Şu anda Charlottenburg'da bulunan Archivio Conz, koleksiyonu kataloglamak, araştırmak ve restore etmek için 2016 yılında kuruldu. Aralarında Nam June Paik, Carolee Schneemann, Allan Kaprow, Lawrence Ferlinghetti, Dick Higgins, Alison Knowles, Charlotte Moorman, Joseph Beuys'un da bulunduğu yaklaşık 300 uluslararası sanatçının 4.000'den fazla eserinin yanı sıra Conz tarafından özel olarak sipariş edilen 500'den fazla sanatçı edisyonunu içeriyor. . Archivio Conz, bu serginin yönetmeni ve küratörü Hubertus von Amelunxen yönetiminde, bu olağanüstü arşivin tamamını halkın erişimine açmak için çalışıyor.

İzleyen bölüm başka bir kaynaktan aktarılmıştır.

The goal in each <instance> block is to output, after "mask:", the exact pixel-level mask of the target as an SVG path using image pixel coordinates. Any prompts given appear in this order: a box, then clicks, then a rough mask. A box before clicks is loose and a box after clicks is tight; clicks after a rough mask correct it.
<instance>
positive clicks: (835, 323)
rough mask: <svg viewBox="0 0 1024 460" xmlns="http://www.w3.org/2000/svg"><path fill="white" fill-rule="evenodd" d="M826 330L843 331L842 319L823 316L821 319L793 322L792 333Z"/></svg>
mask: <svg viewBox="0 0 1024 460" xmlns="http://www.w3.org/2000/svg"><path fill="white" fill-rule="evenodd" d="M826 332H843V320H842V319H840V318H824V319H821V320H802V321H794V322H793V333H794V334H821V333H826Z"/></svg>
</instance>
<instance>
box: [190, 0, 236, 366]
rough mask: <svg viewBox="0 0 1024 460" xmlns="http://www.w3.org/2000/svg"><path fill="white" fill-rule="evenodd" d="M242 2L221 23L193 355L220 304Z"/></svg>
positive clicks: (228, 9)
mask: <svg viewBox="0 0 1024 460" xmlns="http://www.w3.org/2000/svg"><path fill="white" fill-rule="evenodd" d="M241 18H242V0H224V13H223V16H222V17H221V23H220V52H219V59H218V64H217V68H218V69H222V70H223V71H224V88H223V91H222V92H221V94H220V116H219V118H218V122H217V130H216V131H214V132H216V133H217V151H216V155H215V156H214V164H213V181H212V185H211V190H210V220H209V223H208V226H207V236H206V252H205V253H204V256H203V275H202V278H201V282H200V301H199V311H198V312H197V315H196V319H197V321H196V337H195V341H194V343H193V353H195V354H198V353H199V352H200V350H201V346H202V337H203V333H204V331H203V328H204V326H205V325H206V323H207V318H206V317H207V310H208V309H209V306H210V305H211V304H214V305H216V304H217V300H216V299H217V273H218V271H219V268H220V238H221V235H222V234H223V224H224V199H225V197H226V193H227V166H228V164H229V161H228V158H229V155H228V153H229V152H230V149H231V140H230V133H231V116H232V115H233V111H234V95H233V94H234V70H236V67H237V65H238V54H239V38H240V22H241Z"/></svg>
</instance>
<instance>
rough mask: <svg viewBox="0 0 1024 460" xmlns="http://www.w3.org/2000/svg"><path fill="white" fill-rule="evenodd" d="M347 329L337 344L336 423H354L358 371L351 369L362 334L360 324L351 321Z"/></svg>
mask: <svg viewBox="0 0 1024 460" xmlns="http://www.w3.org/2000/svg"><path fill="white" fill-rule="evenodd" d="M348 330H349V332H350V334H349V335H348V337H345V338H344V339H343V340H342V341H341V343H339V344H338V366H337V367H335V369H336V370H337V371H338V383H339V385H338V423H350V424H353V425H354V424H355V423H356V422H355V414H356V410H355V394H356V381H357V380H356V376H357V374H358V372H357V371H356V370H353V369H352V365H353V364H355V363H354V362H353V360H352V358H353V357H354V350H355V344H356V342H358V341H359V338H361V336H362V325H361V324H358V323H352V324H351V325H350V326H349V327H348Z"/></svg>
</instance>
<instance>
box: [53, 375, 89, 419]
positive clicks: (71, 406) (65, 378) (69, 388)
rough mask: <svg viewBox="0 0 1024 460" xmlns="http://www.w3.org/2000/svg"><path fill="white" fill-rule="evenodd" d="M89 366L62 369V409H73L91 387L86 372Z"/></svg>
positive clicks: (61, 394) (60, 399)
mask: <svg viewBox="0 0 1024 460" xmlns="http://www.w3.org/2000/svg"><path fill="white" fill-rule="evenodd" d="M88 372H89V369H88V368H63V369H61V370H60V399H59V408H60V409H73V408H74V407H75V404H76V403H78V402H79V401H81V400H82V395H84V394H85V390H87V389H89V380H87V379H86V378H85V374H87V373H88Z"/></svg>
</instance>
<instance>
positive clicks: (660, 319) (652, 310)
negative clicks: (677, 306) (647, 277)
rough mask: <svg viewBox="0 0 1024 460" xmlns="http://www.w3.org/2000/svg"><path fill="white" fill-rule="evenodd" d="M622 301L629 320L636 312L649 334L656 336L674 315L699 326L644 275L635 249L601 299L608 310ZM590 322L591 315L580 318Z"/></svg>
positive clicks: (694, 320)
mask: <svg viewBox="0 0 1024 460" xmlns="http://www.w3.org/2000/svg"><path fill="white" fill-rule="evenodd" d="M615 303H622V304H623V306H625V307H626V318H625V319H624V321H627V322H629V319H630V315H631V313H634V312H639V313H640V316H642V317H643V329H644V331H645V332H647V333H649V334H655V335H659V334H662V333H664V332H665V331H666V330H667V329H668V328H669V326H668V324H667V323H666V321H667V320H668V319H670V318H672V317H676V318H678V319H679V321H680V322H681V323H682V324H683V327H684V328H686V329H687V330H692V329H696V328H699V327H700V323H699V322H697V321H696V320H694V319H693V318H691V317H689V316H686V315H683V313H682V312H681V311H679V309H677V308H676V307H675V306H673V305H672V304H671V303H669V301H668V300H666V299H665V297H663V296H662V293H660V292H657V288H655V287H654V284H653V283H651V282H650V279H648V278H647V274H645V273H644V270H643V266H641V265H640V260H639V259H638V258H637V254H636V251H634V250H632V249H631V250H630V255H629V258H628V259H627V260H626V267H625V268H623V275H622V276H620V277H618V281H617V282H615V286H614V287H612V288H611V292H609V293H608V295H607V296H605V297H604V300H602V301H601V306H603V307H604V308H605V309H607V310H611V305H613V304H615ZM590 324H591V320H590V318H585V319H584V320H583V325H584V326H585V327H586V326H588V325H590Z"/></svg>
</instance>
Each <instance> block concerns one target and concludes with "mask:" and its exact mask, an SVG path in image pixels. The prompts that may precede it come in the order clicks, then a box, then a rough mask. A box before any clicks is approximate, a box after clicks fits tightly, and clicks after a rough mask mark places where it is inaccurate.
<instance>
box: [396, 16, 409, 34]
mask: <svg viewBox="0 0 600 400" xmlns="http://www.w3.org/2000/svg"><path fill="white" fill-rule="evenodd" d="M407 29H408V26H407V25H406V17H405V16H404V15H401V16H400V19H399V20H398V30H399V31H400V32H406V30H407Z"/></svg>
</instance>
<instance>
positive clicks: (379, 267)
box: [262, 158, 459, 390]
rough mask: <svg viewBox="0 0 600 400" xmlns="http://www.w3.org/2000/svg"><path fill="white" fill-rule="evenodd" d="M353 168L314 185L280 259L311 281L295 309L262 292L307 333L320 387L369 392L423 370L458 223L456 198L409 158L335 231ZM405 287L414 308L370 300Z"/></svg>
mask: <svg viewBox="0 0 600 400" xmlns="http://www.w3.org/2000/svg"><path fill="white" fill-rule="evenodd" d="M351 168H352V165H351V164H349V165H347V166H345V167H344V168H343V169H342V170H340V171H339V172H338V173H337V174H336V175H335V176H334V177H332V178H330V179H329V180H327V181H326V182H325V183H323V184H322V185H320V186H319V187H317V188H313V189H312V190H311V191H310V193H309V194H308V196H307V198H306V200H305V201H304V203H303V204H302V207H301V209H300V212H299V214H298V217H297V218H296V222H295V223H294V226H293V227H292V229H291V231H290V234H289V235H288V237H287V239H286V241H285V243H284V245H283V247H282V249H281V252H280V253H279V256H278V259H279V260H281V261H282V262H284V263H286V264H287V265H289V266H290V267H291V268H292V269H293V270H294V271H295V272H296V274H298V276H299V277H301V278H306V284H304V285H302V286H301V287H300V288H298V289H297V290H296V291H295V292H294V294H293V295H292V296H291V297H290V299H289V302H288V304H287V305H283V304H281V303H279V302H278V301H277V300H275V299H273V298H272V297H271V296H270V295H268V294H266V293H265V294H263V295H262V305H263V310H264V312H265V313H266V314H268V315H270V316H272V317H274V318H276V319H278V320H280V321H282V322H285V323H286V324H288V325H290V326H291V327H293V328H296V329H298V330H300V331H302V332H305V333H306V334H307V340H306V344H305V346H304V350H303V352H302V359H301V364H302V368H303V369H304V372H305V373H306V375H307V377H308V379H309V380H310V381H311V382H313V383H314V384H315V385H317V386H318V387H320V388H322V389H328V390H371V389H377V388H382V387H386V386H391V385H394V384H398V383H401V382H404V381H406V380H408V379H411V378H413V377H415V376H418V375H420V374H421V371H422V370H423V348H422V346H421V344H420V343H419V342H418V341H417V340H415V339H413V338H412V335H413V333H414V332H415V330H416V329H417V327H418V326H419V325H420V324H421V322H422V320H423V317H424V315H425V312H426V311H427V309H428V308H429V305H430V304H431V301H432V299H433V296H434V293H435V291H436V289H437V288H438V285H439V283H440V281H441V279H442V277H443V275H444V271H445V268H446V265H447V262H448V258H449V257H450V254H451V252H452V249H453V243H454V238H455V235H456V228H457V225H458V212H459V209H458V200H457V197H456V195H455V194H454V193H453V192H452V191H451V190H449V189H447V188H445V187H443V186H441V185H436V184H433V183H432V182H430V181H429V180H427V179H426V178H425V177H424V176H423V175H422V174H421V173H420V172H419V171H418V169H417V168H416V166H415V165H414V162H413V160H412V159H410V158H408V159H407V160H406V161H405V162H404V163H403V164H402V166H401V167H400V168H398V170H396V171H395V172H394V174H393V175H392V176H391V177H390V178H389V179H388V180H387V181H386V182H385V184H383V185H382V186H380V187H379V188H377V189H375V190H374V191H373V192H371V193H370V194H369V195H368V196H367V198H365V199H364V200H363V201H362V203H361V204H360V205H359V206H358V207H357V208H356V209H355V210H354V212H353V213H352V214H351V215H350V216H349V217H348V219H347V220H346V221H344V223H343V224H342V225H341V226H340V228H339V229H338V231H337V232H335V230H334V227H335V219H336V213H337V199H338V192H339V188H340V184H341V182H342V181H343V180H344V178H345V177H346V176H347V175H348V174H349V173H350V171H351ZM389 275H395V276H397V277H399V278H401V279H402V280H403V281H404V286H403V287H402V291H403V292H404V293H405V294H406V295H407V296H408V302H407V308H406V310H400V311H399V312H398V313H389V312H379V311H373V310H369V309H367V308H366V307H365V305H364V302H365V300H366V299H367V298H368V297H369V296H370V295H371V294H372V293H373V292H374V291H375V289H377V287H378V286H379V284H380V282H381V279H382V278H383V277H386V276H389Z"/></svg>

Galeride: Ses de Fluxus'tur.


Galeride: Ses de Fluxus'tur.Giorgia Palmisano/Archivio Conz


Tıpkı şimdi St. Matthäus'ta olduğu gibi, Protestan kilisesinin sade pencerelerinin önünde “Fluxus Katedrali Vitray Pencereleri” olarak rengarenk cam resimlerin asılı olduğu gibi. ABD'li sanatçı Emmett Williams tarihi kutsal tasarım gelenekleriyle oynadı. Saf, komik “komik küçük insanlarını” (hiç inşa edilmemiş) bir Fluxus katedrali ütopyası için figür süslerine dönüştürdü: kırmızı, mavi, sarı ve yeşil – ne erkek ne kadın, ne siyah, ne sarı, ne beyaz, ne Hıristiyan değil, Yahudi değil, Müslüman değil, Budist değil. Sadece insan. Bu somut bir şiirdir. Ve politik. Bu “Kutsal Fluxus”tur; elitist burjuva sanat anlayışına paradoksal bir saldırıdır. Ve bugün hala etkisini koruyan modern sanat tarihi.

“Kutsal Fluxus”, St. Matthäus Kilisesi, Kültür Forumu 8 Eylül'e kadar Salı-Paz 11:00-18:00 arası. Komşu Dekoratif Sanatlar Müzesi'nde, Charlotte Moorman'ın mor VW Beetle'ı ve Nam June Paik'in çatıdaki kukla bombası, genişletilmiş bir Fluxus mesajı olarak görülebilir. “Bomb for Cage” ile Vietnam Savaşı'nı protesto etmek için önde gelen meslektaşlarıyla birlikte ABD'yi dolaştı.